韓国は情報通信(IT)、化粧品製造、ゲーム、ドラマ制作、医療、製薬、バイオ、幹細胞、DNA分析、環境産業、造船、自動車部品製造などの分野で中国より優秀な競争力のある技術を保有している。中国は引き抜きではなく、韓国と戦略的な協力を通じて共生のモデルを作らなければならない。中国は資金と市場、そして安価な生産原価を示し、韓国は技術と技術教育、そして中国市場を除いたグローバルマーケティングを担当する構造で互いに共存できる空間が多い。

一つの国や企業が技術を蓄積するには膨大な投資と時間が所要される。密かに個別接触を通じて技術を引き出すことは道徳的な問題を引き起こすだけでなく、後で問題になる場合には、関連企業や人物が国際法に抵触して処罰されることになっている。中国が韓国の技術を不法に横取りしたり盗用する行為は、正常な国家や企業が行うことではない。

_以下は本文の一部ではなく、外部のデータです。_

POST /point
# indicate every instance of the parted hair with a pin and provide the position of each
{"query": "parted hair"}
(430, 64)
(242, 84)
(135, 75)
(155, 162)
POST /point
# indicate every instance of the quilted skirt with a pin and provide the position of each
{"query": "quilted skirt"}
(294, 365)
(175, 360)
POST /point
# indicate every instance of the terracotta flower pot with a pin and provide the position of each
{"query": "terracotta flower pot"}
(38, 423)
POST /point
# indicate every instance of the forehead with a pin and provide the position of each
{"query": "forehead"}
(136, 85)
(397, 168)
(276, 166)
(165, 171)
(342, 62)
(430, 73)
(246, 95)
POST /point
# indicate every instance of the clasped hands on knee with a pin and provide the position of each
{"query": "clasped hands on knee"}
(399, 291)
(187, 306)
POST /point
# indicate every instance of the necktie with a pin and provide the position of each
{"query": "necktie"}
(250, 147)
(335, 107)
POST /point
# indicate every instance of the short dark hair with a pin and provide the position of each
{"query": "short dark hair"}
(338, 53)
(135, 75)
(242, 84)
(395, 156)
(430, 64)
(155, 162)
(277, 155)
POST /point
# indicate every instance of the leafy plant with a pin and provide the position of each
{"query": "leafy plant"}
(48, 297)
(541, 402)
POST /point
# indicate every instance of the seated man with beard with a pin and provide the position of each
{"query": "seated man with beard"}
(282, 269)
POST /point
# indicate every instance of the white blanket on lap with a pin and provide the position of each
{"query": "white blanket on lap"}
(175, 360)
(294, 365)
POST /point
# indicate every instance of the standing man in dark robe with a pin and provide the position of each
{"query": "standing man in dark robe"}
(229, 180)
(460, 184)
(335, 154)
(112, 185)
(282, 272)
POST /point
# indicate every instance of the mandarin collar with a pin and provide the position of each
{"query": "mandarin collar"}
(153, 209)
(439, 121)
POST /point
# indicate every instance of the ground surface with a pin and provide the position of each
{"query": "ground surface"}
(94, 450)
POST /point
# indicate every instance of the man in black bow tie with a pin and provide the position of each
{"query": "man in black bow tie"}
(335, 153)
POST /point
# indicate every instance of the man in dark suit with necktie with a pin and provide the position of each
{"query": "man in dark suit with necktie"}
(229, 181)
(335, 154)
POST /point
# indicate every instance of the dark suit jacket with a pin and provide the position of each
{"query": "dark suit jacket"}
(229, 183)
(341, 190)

韓国政府も技術流出を防止するための戦略と実践意志を持たなければならない。中国政府とは技術の交流と共有、そして共同開発など多様な分野について実質的な共同協力を推進する必要がある。韓中科学技術協力センターのような組織はあるが、予算と人材不足で実質的なビジネスまで結びつけるには限界がある。

中国は政府の影響力が強い国だ。韓中間には政府対政府が乗り出して強力な協力の場を作ってこそ速度を出すことができる。政府が科学技術の研究力量を強化することも重要なことだが、ビジネスにつながってこそ実質的な革新成長が可能になり、国の競争力も生まれる。 まだまだ韓中間の技術協力空間は多い。